Il giorno successivo si rivela essere uno dei momenti più confusi, caotici e tremendi del loro viaggio. Appena sveglia Lexi decide che la Russia non le piace, che la vodka è orribile, che la neve è fastidiosa e che quella parte del mondo, in generale, non ha più alcuna attrattiva. Si ritrovano quindi a fare i bagagli e a correre da una parte all'altra del paese, seduti su carretti sbilenchi e circondati da persone che non capiscono una parola di quello che dicono, cercando di raggiungere, in un modo o nell'altro la stazione ferroviaria in tempo per prendere il primo e ultimo treno della giornata.

Finalmente si ritrovano sani e salvi all'interno del vagone gelido, seduti su sedili che sembrano fatti di ghiaccio scolpito, con la prospettiva di giorni e giorni da passarci dentro prima di poter raggiungere un posto un po' meno inospitale delle pianure russe. E dopo una mattinata intera passata a litigare anche per le più piccole cose, non possono fare a meno di guardarsi negli occhi e scoppiare a ridere, così forte da attirarsi dietro i rimbrotti degli altri viaggiatori.

«Ora che siamo riusciti a tirare fuori di nuovo il tuo lato umano, c'è solo un'altra cosa da fare», dice Lexi, ad un certo punto, quando finalmente riescono a calmare le risa.

«Ovvero?»

«Cercare di far emergere anche il tuo senso dell'umorismo», risponde seriamente Lexi. «E so che sarà un'impresa ancora più difficile della prima, ma»

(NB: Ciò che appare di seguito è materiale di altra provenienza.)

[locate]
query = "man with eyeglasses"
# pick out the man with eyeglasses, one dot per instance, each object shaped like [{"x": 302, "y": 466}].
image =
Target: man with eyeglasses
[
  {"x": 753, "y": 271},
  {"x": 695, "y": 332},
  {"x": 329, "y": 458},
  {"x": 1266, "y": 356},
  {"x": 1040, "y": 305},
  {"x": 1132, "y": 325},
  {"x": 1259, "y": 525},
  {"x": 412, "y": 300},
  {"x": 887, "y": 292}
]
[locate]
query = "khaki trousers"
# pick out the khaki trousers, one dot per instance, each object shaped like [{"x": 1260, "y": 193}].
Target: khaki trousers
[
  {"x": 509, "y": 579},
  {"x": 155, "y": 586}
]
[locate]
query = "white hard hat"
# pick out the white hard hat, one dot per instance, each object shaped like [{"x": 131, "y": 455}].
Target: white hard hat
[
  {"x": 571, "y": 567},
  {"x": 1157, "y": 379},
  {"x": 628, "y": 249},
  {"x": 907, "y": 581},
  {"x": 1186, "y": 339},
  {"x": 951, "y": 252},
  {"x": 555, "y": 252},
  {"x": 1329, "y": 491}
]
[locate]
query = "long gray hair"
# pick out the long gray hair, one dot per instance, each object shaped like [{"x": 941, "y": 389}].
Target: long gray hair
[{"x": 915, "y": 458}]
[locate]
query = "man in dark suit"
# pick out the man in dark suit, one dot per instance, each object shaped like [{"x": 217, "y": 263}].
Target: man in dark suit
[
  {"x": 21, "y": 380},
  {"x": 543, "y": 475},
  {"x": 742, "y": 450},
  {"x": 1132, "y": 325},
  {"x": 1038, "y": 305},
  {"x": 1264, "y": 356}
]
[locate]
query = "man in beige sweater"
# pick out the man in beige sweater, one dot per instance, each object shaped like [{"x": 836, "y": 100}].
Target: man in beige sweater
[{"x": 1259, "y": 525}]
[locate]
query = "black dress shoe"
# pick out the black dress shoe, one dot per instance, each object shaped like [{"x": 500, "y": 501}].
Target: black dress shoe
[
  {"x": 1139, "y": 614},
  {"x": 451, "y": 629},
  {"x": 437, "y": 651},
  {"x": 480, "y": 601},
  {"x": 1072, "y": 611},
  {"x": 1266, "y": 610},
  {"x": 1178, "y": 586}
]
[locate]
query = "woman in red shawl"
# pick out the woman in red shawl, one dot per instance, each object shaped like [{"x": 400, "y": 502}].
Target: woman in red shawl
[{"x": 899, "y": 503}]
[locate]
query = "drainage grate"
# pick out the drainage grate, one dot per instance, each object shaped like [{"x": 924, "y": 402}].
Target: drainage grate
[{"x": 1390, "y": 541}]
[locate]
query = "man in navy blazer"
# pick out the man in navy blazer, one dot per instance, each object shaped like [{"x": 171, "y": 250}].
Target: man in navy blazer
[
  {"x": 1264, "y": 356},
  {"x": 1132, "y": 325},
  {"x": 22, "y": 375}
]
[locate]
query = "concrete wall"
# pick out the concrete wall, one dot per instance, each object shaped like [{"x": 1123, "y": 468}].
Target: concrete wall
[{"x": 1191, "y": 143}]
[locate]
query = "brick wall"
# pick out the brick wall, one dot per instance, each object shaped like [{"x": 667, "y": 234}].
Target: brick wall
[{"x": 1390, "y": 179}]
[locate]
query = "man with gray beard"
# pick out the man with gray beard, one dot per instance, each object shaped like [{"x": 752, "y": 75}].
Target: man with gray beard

Stefan le lancia addosso il proprio cappello, cercando di zittire la sua risata.

Fuori dal finestrino il paesaggio scorre veloce, macchie confuse di bianco e di grigio, mentre il treno continua a correre ad una velocità folle lungo binari che si estendono per una lunghezza tale che è difficile persino cercare di immaginarsela.

Le ultime settimane dell'inverno fuggono via quasi con la stessa rapidità di quel treno, e quando infine Lexi e Stefan tornano a casa è di nuovo primavera.